In their latest report, IDG and the pros behind Carbonite + Webroot spoke with 300 global IT professionals to learn the current state of phishing. We learned that 93% of IT executives are still concerned about phishing – and it’s no wonder, as companies averaged 28 attacks each over the previous 12 months.
Luckily, the report details how to fight back. With the right preparation and the right protection, companies can prevent all but 0.3% of attacks.
Phishing capitalizes on COVID
Phishing attacks have been part of the cybercriminal arsenal for years. But it’s only recently that phishing has flourished into the scourge it is today. That’s because cybercriminals have found success by targeting COVID-19 fears with their schemes.
In fact, phishing attacks spiked by 510% from just January – February 2020, according to the 2021 Threat Report. These increases leveled off by the summer, but phishing attacks still increased 34% from September – October 2020. Overall, 76% of executives report that phishing is still up compared to before the pandemic.
COVID-based tactics might purport to have new info on a shutdown, to share COVID stats or even suggest info from your doctor. But in each case, cybercriminals are looking to steal your information.
Who’s getting attacked?
IT departments are feeling the brunt of these attacks, with 57% of them targeted by phishing. Carbonite + Webroot Sr. Security Analyst Tyler Moffitt says, “Even if malware targets someone with lower-level access, the attack will move laterally to eventually find an IT administrator.”
He goes on to say that attackers can then linger for a week or more to find valuable data or steal a balance sheet that gives an indication of how much ransom to charge.
Because they often have important credentials, top executives and finance groups are also common targets. Public-facing customer service employees also offer easy access.
Consequences of phishing
75% of global IT executives say they’ve suffered negative consequences from phishing attacks. That includes:
37% suffered downtime lasting more than a day
37% suffered exposure of data
32% lost productivity
19% had to pay legal or regulatory fines
A layered approach to security
But it’s not all bad news. Yes, phishing is using new tactics to target businesses. But there are ways to fight back.

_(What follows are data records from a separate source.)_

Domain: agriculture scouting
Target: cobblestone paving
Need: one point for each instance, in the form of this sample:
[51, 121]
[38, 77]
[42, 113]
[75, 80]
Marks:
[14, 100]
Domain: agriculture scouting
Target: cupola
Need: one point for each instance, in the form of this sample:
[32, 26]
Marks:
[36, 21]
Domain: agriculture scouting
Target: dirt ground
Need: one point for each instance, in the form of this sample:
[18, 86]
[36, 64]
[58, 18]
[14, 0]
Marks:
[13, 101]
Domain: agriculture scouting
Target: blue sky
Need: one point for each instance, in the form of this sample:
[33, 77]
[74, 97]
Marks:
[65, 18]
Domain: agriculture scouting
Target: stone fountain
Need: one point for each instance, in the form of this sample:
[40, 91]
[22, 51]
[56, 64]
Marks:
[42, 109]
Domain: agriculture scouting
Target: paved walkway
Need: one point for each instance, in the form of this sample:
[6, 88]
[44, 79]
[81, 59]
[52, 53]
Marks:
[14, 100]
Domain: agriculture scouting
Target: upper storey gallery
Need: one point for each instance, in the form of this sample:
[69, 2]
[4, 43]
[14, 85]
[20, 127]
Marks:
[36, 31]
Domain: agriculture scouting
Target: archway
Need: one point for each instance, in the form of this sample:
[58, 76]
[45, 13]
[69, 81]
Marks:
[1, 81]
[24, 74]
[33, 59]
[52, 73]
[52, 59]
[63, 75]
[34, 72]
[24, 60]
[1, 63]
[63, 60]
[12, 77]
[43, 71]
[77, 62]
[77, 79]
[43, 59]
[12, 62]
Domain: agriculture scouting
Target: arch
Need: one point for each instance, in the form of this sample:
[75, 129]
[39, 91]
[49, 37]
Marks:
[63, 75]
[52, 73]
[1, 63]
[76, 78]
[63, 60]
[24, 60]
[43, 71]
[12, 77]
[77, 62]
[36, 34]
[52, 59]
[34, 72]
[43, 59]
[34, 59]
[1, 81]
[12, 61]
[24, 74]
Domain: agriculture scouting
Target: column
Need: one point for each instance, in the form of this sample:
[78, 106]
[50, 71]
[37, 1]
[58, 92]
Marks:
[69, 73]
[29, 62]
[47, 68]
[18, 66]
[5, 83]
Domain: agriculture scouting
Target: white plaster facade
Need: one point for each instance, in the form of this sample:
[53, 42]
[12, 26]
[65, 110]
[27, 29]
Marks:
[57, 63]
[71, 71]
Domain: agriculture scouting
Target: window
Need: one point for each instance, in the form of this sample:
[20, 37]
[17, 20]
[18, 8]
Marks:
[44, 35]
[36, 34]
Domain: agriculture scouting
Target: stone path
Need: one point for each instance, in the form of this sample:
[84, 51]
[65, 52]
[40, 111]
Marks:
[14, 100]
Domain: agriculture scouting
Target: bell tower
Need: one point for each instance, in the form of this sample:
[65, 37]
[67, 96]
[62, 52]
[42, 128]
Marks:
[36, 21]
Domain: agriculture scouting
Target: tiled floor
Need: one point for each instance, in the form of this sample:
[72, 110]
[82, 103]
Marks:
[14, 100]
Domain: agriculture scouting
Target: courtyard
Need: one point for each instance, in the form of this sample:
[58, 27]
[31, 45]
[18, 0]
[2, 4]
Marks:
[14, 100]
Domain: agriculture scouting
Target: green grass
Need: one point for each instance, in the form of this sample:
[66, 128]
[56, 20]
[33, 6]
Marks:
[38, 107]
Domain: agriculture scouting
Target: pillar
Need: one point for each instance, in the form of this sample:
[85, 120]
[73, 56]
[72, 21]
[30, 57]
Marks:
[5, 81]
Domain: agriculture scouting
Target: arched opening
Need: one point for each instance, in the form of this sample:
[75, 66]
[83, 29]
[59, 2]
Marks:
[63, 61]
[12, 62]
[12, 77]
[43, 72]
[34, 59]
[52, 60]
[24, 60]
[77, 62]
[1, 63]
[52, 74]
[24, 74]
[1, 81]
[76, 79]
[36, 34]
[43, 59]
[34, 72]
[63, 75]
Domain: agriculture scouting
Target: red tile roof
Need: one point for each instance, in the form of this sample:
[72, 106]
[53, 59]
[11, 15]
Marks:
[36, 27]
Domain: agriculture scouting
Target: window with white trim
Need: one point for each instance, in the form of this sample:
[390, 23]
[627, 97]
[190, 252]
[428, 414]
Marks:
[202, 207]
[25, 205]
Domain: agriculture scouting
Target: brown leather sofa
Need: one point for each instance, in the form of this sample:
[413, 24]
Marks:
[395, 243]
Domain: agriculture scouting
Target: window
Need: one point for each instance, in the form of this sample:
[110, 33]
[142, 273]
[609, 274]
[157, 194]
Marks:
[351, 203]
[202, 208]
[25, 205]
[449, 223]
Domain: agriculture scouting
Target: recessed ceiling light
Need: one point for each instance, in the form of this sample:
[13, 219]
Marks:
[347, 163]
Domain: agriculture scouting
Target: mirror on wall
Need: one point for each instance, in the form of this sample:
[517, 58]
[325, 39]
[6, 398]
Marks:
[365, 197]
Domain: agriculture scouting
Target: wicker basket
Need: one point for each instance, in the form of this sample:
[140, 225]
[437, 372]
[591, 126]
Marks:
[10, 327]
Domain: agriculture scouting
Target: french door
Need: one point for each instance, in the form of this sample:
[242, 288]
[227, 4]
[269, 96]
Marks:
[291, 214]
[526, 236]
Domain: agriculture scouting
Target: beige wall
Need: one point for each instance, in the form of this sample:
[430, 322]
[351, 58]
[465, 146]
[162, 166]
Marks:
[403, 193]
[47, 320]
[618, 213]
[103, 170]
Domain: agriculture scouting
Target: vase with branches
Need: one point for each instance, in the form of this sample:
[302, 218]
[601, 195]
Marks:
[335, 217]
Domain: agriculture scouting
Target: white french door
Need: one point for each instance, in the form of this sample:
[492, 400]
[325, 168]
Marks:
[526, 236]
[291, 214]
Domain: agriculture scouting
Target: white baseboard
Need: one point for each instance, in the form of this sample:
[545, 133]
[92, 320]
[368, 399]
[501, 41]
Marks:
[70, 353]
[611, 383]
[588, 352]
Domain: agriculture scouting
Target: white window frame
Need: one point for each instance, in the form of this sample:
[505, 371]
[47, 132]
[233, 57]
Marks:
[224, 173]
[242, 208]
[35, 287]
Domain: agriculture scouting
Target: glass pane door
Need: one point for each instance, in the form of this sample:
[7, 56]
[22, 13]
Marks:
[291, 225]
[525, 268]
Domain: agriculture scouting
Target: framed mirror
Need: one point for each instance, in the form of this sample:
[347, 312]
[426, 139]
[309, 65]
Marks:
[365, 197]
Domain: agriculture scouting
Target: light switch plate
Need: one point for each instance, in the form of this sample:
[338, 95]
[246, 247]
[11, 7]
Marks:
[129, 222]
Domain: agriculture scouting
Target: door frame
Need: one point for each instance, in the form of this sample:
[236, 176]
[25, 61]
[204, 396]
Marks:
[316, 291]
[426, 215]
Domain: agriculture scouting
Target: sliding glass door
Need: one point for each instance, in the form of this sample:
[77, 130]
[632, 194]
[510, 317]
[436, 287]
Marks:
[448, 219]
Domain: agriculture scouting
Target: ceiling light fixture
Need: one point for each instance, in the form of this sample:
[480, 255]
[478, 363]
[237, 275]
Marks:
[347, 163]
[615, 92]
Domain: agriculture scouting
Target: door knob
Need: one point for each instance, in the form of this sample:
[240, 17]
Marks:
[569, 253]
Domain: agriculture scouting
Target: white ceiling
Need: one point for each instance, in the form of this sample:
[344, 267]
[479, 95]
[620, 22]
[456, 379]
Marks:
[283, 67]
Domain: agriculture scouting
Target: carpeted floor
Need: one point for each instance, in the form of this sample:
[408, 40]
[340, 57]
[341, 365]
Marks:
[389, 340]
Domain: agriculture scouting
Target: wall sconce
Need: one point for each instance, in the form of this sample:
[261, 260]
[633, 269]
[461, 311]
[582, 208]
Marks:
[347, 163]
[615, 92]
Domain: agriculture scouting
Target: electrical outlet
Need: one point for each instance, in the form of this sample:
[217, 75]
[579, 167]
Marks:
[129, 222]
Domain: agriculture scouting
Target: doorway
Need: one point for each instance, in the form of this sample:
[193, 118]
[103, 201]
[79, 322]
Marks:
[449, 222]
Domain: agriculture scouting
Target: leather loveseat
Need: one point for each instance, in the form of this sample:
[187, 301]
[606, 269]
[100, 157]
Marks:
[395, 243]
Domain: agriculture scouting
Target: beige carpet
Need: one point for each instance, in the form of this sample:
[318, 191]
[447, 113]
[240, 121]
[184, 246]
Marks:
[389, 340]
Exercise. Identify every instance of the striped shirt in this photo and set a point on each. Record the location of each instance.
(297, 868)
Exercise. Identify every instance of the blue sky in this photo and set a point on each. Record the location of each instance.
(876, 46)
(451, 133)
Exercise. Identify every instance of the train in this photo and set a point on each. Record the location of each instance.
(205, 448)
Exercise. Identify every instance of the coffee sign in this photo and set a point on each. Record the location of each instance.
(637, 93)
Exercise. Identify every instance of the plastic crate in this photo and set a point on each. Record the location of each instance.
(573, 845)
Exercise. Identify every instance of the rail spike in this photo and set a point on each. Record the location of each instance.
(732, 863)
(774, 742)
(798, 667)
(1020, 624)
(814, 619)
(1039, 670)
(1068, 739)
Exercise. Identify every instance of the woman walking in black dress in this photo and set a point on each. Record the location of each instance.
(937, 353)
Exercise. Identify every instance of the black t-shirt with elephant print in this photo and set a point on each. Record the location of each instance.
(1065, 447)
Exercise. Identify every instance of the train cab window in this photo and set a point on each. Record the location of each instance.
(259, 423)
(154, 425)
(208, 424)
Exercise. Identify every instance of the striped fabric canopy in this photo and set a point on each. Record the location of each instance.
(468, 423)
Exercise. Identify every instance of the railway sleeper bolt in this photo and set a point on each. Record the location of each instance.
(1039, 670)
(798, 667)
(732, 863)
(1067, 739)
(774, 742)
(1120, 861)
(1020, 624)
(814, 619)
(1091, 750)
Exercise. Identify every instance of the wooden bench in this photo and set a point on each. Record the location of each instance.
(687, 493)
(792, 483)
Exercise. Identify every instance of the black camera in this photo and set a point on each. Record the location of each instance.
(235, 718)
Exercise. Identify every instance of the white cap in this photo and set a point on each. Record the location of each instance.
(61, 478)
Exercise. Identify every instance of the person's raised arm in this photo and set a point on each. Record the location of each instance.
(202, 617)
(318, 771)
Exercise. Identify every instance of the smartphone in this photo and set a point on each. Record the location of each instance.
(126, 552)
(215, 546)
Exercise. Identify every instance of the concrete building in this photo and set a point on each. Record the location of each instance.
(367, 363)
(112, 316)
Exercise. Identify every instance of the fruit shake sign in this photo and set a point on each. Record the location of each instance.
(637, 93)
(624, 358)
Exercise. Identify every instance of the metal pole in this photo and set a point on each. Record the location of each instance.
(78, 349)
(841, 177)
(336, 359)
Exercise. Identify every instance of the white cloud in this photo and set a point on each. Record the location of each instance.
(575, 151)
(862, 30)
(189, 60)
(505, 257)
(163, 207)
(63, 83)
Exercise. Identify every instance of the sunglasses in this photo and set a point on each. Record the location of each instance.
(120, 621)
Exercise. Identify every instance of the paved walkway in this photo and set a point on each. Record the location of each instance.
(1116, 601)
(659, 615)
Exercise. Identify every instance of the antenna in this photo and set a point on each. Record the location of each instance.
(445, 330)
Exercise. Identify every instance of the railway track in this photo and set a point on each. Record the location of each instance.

The report cites training as one of the most effective tools. But the frequency of training varies greatly, and 25% of those who use it don’t include phishing simulations. By using security awareness training that offers regular simulations, you can reduce phishing by up to 70%.
But even with great training, the report notes that people will still click some of the time. That’s why a multi-layered approach gives peace of mind that not all is lost if one person messes up.
No layer is 100% effective, but taken together many layers get very close. A defense in depth security posture utilizing DNS and endpoint detection as well as a sound backup strategy can give you confidence that you’re prepared to withstand even a successful phishing attack.